With her mother now in a care facility, Peyton had nothing to do but work. She was good, it turned out, really good, and she’d jumped from new recruit to a ranking field operative in less than just two years. In the Philippines, she’d broken the wrist of an interviewee who dared reach across the table and touch her arm. Her peers were impressed. She was never again surprised by her physical instincts. Before long she was blessed with an unusual invitation, to the office of Intra-Intelligence, a sector not so unlike Internal Affairs, but militarily specialized and more arcane. Her job was to investigate agent misconduct in the field, review suspicious agent behavior.

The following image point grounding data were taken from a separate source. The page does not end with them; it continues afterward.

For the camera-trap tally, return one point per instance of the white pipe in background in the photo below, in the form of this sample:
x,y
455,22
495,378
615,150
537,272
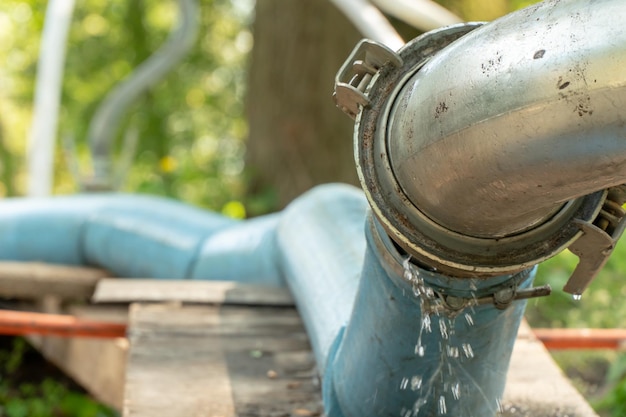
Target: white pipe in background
x,y
425,15
48,97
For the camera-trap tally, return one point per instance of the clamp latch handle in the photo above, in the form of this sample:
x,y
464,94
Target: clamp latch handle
x,y
357,71
597,242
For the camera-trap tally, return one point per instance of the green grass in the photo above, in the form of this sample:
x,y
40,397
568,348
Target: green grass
x,y
30,387
599,375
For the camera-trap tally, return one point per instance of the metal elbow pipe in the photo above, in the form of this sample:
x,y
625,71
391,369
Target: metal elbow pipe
x,y
497,141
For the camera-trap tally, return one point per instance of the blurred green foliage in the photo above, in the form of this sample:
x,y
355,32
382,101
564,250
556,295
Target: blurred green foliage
x,y
192,140
191,124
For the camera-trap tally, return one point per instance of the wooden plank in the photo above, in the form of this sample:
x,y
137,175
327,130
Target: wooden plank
x,y
221,361
98,365
212,292
32,280
536,385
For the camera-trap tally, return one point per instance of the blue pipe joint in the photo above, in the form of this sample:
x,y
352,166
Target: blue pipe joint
x,y
400,357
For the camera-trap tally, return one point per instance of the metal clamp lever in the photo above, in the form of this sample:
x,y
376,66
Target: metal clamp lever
x,y
356,73
597,242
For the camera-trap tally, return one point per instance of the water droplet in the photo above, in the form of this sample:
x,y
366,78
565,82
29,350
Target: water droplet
x,y
499,405
456,391
419,350
419,404
442,405
452,351
416,383
426,323
467,350
443,329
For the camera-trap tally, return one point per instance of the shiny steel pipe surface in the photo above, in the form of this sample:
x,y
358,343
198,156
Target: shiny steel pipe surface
x,y
498,130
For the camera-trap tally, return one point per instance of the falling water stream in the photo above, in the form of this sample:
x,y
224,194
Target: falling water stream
x,y
449,382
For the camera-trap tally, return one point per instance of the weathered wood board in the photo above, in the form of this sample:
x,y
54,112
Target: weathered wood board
x,y
33,280
117,290
226,361
210,361
237,351
98,365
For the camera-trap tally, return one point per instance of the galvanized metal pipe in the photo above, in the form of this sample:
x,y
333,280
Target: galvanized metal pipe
x,y
501,128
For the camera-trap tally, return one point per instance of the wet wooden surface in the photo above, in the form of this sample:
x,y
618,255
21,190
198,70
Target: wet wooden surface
x,y
236,351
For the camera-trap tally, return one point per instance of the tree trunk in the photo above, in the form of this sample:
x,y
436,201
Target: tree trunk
x,y
298,138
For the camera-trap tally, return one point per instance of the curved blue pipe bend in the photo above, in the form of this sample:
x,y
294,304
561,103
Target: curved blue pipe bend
x,y
361,315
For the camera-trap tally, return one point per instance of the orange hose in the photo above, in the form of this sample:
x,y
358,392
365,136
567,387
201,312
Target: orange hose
x,y
19,323
581,338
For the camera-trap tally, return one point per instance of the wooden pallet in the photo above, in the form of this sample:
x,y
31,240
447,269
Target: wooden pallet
x,y
240,351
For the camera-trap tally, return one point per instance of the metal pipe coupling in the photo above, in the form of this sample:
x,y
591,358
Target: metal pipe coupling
x,y
464,175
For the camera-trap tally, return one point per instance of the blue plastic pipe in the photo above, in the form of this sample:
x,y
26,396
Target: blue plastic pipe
x,y
379,351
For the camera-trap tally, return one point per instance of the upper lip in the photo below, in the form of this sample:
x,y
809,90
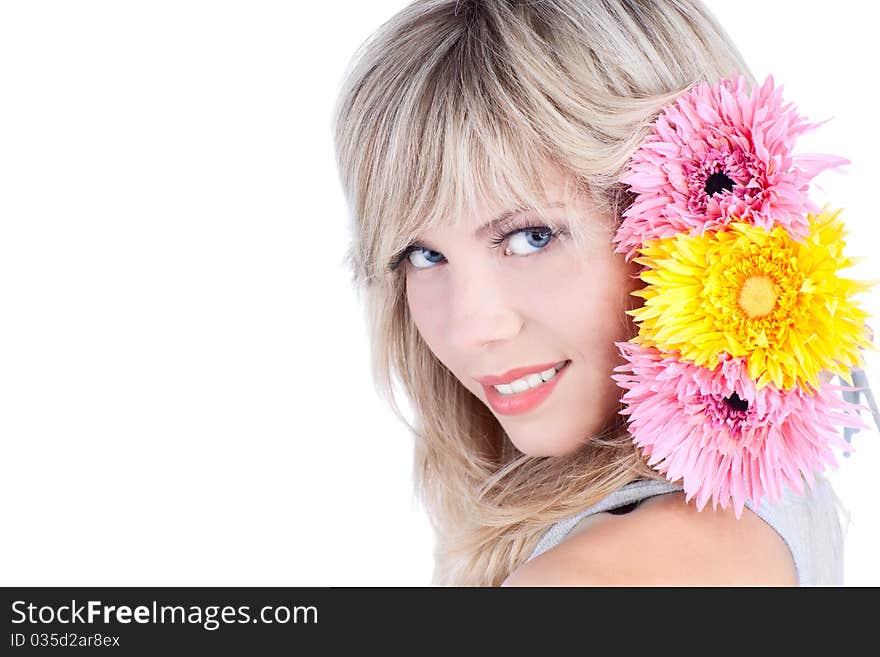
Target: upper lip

She was promoted above her father.
When she told him, he’d nodded, slow-like. He put out his hand. They shook. Be careful, he said. Lots of agents with gripes against that kind, me included. Nobody likes a narc. They were eating brunch. They’d dined together as adults only five or six times. He had ordered the bottomless pancakes, had just one serving, and said he liked knowing he could empty that whole fucking kitchen of batter and syrup. She smiled at this, because sometimes she did find him funny. He raised his seltzer, a reluctant cheers.
She was smart. She’d always known that, and so did he; she was also competitive, ruthless if she had to be, but it was her conscience, oddly enough, her insistence on “moral justice,” (his phrase) that let her burrow belly-deep in the Agency. She had access to everything. Almost everything. She was supposed to digest and better understand gray information the Agency already had, to review field cases and interrogate field history. The business of Intelligence was making great strides, great humanistic strides. Torture was the big question, and the answer was black or white. The President was watching. The world was watching. Dad was not immune.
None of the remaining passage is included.